Layne Davis, 21
Journalism and Political Science
Truth be told, I came to Carleton for the journalism program, and because, as a Torontonian, I couldn’t handle living in a city any smaller than Ottawa. In fact, my initial tour of Carleton left me underwhelmed. Then I grew to love the place.
Carleton is developing at a rapid pace, with an expanded gym, renovated library, and now a new parking garage under construction. Lying between the canal and the Rideau River, the modern buildings dilute the bite of yesteryear’s brutalist architecture, making it an orgy of trees, glass and concrete.

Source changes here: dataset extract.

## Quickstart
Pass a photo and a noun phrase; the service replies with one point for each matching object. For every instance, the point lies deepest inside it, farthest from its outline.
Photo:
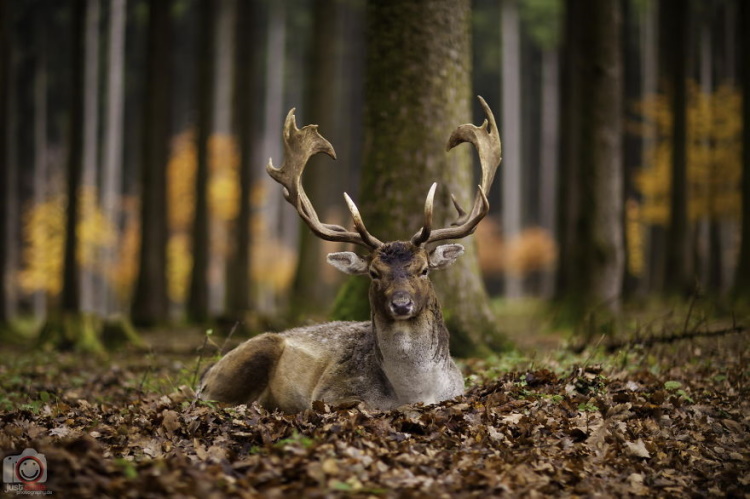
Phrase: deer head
(400, 288)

Campus can feel cut off from the rest of the city, since most of it is surrounded by water and parkland. Amenities aren’t just a short walk away. Thankfully, Carleton is a public transportation hub, accessible from most parts of the city, though not without backlog during rush hour. The first and last couple of weeks of each semester are particularly ruthless, since that’s when most people feel obligated to attend class.
We do not have much institutionalized school spirit, and many students commute from their family homes. Yet campus remains diverse and busy with a real sense of community, especially in residence and the small, more tight-knit programs such as the humanities and international business. Carleton students are engaged in campus life, even if flaunting school colours and getting sloshed at homecoming aren’t a necessity.

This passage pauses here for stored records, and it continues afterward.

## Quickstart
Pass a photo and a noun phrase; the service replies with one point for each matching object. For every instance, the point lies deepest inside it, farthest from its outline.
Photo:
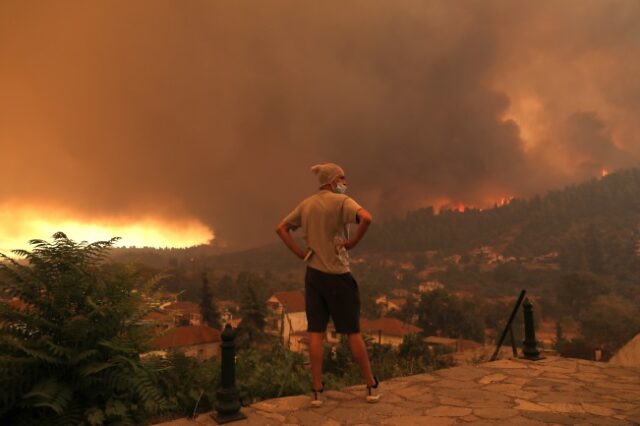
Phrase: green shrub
(71, 354)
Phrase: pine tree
(208, 309)
(253, 313)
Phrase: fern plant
(69, 348)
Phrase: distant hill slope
(596, 222)
(593, 226)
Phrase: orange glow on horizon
(20, 224)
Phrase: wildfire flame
(20, 224)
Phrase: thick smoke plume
(216, 110)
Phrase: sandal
(371, 395)
(317, 401)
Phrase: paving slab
(554, 391)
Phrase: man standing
(330, 289)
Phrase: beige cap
(327, 172)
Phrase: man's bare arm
(364, 220)
(283, 231)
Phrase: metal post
(529, 345)
(513, 343)
(228, 397)
(506, 329)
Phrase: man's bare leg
(359, 352)
(316, 352)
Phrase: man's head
(330, 176)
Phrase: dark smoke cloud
(217, 111)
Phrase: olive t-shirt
(323, 220)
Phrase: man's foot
(317, 397)
(373, 394)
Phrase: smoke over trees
(215, 111)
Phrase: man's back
(323, 220)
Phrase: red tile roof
(183, 307)
(293, 300)
(187, 336)
(388, 326)
(157, 316)
(398, 302)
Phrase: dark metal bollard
(228, 397)
(530, 344)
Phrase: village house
(160, 320)
(197, 341)
(184, 313)
(286, 315)
(227, 309)
(388, 305)
(428, 286)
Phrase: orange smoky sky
(176, 114)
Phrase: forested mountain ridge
(593, 224)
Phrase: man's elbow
(282, 229)
(364, 217)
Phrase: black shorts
(334, 295)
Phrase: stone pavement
(552, 391)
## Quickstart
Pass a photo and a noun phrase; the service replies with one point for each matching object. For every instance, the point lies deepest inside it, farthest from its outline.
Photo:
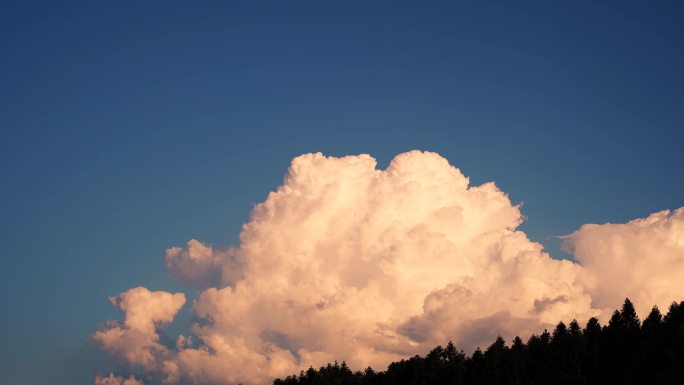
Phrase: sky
(129, 128)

Campus politics are a big deal at Carleton. The school’s network of activists, student politicians and journalists form a microcosm of the political sphere. This is a source of entertainment and exasperation for those who observe from afar, but it’s also a great avenue for students to become involved. Just watch what you tweet.

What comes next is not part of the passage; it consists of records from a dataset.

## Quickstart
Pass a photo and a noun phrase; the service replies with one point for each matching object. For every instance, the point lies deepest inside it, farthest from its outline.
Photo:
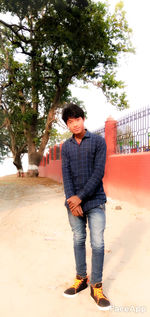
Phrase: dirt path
(36, 255)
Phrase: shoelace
(99, 292)
(77, 283)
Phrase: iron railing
(133, 132)
(100, 131)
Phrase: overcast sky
(134, 71)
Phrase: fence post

I always feel that Ottawa is on the verge of something great. Whether it’s the city’s microbrewing industry, local food movement, or the burlesque, poetry and independent music scenes, Ottawa is making moves. The best way to experience what Ottawa has to offer is by integrating in the community. Sure, the Byward Market and the city’s various festivals are worth experiencing, but, after the bureaucrats head home and as tourists mill about monuments and dine at CAA-approved restaurants, there exists a young, vibrant, distinctly Ottawan culture. Exploring this city will make it your new home.
To figure out what’s happening in the city, Apt 613’s events calendar has you covered. Check it out at Apt613.ca.